A BRIEF GUIDE TO SMART METERS

Tropos Collector - Smart MeterThe entire electrical distribution system in the United States (and in many other countries) is being converted into something called the “Smart Grid.” The idea behind it is to distribute electricity more efficiently. When the “Grid” is fully constructed, electricity will be automatically sent where it is needed, when it is needed—even rerouted from one part of the country to another to satisfy instantaneous demand. Electric utilities will also have the ability to automatically turn off and on customer appliances like air conditioners and washing machines during times of greater or lesser demand for electricity.

Elster REX2 Smart Meter

This is an image of a smart meter manufactured by Elster.

In order to accomplish this, everyone’s electric meter is being digitized and automated. Meter readers are being completely eliminated. New electric meters are being installed on every home and business that continuously record information about electricity usage and automatically broadcast that information back to the electric company every few seconds or minutes, day and night. This is being done in one of three ways: (1) with microwave antennas; (2) over the power lines themselves; or (3) via fiber optic cable.

None of these methods is safe.

Method 1: Microwave transmission

Microwave technology has been the only method used until fairly recently.
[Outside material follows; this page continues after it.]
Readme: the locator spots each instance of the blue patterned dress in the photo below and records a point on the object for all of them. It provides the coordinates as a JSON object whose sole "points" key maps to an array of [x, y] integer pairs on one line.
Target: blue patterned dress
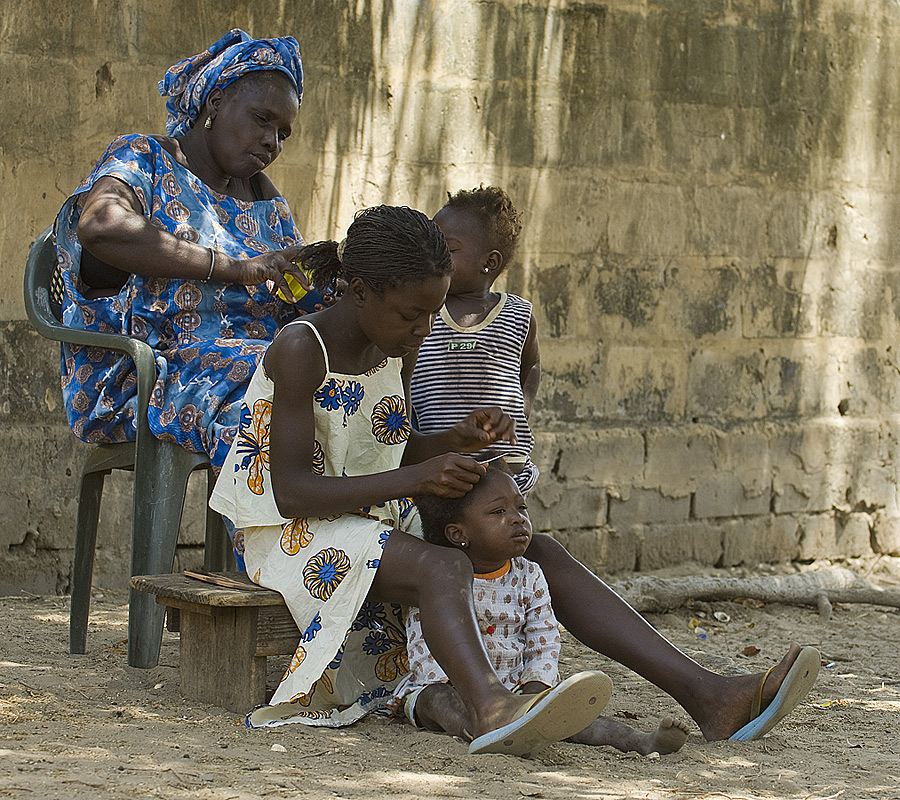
{"points": [[352, 652], [207, 336]]}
This means the electric company removes the old analog electric meter from your home or business and replaces it with a digital “Smart Meter” containing two microwave antennas. Typically, one antenna broadcasts at 900 MHz and communicates with the utility company. The second antenna broadcasts at 2.4 GHz and communicates with secondary antennas within the home that many customers have allowed to be installed on individual appliances. The second antenna is there regardless of whether the secondary antennas have been installed.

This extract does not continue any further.